Each month ‘Insights in Action’ discusses how research and insight has made a commercial or societal difference and what you can learn from it.
The Context
The Cannes Lions Festival of Creativity takes place this week. While most of us can’t be on the French Riviera, we can learn from how insight has been used in previous Cannes-winning work. Resultantly, June’s ‘Insights in Action’ reflects on Lad Bible’s 2018 ‘Trash Isles’ campaign. This won the PR & Design categories at Cannes in 2018.
Lad Bible, founded in 2012, is an online publishing platform designed to appeal to youth audiences. It was initially seen as a Facebook page that filled the gap once occupied by ‘lads mags’. However, in 2016 Lad Bible began a turnaround under marketing director Mimi Turner. Turner wanted to increase the quality of Lad Bible’s content and give it a more meaningful and mature existence.
The Insight
Turner’s first insight was that Lad Bible’s audience was 40% female. Lad Bible then used its vast Instagram following to identify mental health, the environment and politics as hot topic areas. These topic areas aligned well vs. the desire to give Lad Bible a more mature identity.

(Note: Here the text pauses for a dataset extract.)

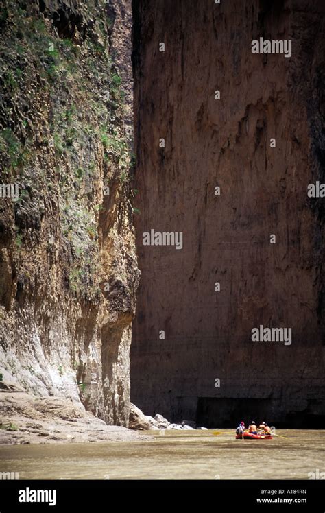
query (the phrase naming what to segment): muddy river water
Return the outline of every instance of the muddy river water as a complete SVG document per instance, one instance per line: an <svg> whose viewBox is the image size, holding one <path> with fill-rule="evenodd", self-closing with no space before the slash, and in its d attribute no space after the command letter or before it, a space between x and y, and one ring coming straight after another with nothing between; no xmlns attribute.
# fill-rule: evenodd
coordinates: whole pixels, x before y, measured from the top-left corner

In 2017, Lad Bible ran the acclaimed ‘U OK M8’ campaign on mental health. The campaign reached 36mn people. Furthermore, it gave Lad Bible credibility in the ‘social good’ space. Next on Lad Bible’s campaign agenda was the environment. Three insights were core to Lad Bible’s environment-focussed campaign:
- Despite its legacy perceptions, Lad Bible’s audience cared about the environment
- 18-34-year olds cared more vs. busier 35+ year olds
- A plastic mass the size of France had formed in the Pacific Ocean off the coast of Hawaii
The Insight Activation
In collaboration with Plastic Oceans Foundation, Lad Bible petitioned to the United Nations to have the plastic mass in the Pacific Ocean recognised as a country called ‘Trash Isles’. If Trash Isles was recognised as a country, other countries would have to help clear it up. But there was a problem. To be recognised as a country, Trash Isles needed citizens (Lad Bible had already designed a flag, passport and currency!). To attract citizens Lad Bible and AMV BBDO created a video starring Ross Kemp asking people to become citizens of Trash Isle. A fully integrated campaign followed. This included 10 videos and 12 written articles, all shared via Lad Bible’s platforms and channels. Additionally, Lad Bible also used its young members as ambassadors to help relate to its key demographic.
The Impact
The campaign attracted influential support from around the world. Trash Isle’s first citizen was politician Al Gore, actress Dame Judi Dench was its Queen and wrestler John Cena was the Defence Minister. Within a week, 100K people signed the petition to become Trash Isles citizens. Shortly afterwards, Trash Isles became the world’s 26th smallest country.
The campaign’s videos received 37mn+ views, the written articles have reached 18mn people with an overall campaign reach of 250mn people. Consequently, the UN hailed the campaign for being ‘creative and innovative’ .
The Learnings
‘Trash Isles’ has several learnings for insight and marketing practitioners:
- Use existing resources: fundamentally, Lad Bible is a membership organisation. By using existing resources – it’s members and Instagram – Lad Bible unearthed insights which drove a dramatic repositioning: from drunken males throwing fast-food litter away, to males & females clearing global mess up
- Continually learn about your audience: Mimi Turner helped bring attention to Lad Bible’s female audience and the entire audience’s perception of more sensitive societal issues
- Insight isn’t just insight: it’s campaign collateral too. Yes, the ‘Trash Isles’ content is light hearted. However, much of the content also contains data. This gives the campaign credibility in a complicated area
There’s also a more profound learning. Insight and creativity combined are powerful. Trash Isles highlights what the two combined can achieve: moving Lad Bible’s perception from being a digitised equivalent of Loaded, labelled as a misogynistic male to being creator of a nation, hailed as an innovative environmentalist.